K: We are pursuing research in these fields, but rather than just using as much autonomous driving technologies as possible, it’s important to think about what is necessary to keep people safe. Our current models use fundamental safety technologies such as driving position and visibility to maximize the driver’s ability. We already have advanced safety technology, including a sensing system in our vehicles, which alerts the driver and, if necessary, automatically stops the car if it senses any risks in the surrounding environment. We are currently developing automatic driving technology that will take over if the driver for some reason cannot operate the vehicle, such as a sudden health problem.
S: Japan, like many other countries, has an aging population. Younger people are moving to cities, but many of the older generation are left behind in rural areas. Their ability to drive is limited and their transportation needs are different. Could you talk about how Mazda is helping to provide mobility?
K: We want to help create a society where people with the means of mobility will be able to assist the elderly, rather than just provide the autonomous driving technology for necessary transportation. We are conducting real-world tests in Miyoshi City, a northern area in Hiroshima. It’s a rural area; the train line was suspended, and the aging population isn’t always able to utilize the remaining public transportation options.
We provide our vehicles there. They can make a request for transportation through an app that uses connectivity technology, and then a driver picks them up and takes them to the clinic or station. I think it’s important that a human driver, not a robot-like driverless vehicle, is the one providing support.
S: I want to congratulate you for your thinking on these issues and doing so much. The SDGs are also about economic development and growth, social inclusion, environmental protection, and creating peaceful and just societies. Would you like to share any ideas on those areas on perhaps how Mazda and the United Nations can collaborate in the future?
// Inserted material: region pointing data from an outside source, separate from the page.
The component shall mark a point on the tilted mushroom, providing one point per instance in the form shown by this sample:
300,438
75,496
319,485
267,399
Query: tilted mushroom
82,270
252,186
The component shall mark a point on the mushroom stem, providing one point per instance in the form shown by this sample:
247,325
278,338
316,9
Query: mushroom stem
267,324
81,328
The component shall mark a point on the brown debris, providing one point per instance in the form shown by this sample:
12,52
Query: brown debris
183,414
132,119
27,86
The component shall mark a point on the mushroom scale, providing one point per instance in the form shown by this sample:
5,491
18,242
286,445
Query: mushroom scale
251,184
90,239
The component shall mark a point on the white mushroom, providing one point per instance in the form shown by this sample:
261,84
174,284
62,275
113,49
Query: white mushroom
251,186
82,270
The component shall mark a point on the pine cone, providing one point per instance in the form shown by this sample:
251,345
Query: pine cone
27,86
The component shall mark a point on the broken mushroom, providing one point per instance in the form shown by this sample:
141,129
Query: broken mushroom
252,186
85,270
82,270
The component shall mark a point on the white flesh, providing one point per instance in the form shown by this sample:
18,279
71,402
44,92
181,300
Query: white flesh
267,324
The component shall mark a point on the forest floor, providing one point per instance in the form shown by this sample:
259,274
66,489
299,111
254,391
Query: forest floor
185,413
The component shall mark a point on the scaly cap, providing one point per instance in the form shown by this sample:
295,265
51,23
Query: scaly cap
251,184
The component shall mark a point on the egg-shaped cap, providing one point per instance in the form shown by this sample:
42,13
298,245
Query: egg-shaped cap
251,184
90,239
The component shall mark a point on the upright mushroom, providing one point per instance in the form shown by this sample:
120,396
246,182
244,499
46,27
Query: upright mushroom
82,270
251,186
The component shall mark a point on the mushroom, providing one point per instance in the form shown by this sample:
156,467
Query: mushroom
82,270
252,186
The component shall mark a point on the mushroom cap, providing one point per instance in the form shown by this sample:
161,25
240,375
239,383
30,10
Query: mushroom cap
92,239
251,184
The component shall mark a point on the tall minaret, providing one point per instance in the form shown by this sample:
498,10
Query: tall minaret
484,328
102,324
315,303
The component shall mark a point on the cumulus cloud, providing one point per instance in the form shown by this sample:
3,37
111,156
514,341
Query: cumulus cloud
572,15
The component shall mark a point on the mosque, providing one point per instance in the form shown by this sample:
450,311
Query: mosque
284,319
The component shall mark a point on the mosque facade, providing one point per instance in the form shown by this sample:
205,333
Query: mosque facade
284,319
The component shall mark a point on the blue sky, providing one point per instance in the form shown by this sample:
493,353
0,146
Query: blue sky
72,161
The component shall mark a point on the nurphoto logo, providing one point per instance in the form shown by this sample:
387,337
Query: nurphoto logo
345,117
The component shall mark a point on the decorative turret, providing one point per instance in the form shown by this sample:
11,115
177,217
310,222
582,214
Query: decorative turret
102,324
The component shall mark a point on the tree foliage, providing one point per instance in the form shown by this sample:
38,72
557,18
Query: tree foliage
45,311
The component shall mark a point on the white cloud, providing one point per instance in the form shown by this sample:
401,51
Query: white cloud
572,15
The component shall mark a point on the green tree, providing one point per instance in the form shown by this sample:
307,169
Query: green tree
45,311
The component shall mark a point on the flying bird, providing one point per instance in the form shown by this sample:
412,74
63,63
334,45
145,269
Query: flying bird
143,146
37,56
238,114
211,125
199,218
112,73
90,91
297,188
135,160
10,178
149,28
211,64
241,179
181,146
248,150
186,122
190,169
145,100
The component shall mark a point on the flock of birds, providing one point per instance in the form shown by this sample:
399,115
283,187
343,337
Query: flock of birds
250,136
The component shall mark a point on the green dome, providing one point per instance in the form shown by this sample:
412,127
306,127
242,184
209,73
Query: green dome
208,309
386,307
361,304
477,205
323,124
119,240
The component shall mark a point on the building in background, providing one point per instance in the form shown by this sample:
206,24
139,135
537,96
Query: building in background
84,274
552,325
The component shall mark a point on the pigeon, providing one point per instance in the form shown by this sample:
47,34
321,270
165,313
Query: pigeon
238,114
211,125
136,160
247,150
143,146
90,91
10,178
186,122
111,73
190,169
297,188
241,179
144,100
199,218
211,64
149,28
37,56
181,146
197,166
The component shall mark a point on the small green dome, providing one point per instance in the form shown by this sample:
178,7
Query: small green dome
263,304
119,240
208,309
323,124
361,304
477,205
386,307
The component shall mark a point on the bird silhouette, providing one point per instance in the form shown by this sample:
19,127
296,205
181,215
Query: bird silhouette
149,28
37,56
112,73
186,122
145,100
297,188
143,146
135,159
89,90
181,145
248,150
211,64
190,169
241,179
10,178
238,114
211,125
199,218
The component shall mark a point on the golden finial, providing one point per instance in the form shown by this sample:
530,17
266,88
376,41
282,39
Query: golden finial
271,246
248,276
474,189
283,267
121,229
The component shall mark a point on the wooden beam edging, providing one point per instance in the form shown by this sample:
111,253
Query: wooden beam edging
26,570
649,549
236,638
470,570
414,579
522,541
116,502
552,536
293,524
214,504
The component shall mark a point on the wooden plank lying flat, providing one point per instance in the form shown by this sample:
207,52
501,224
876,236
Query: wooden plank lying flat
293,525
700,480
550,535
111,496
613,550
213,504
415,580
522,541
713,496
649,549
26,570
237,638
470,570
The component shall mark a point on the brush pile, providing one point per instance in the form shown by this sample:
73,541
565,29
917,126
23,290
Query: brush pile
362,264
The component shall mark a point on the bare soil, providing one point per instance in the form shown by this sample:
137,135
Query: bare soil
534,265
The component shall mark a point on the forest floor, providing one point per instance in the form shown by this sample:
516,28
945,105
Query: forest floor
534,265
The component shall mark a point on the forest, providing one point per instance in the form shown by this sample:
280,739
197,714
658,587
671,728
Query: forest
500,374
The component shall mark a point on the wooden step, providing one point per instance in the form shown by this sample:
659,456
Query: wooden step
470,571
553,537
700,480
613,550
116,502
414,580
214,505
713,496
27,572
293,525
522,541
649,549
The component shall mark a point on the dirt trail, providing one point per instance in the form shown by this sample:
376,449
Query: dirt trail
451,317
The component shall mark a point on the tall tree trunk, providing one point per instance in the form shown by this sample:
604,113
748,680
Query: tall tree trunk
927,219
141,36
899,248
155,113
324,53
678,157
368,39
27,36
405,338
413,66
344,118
K: We want Mazda to have a central place in any community that we are part of, both in Japan and abroad. We want to not only develop innovative vehicles and technology, but also to be open to the local community and create strong bonds with all our stakeholders. Our employees need to understand our responsibility to meet the demands and expectations of all Mazda’s stakeholders. We want to support the growth of all our employees, so that Mazda can promote CSR initiatives through our everyday business activities.
S: As UNITAR, we would be very happy to work with you if you want to develop some training modules for SDGs learning. Thank you very much.
K: Thank you very much. There are many organizations which set various indexes. Among them, the 17 clear goals and 169 targets UN’s SDGs are a big help.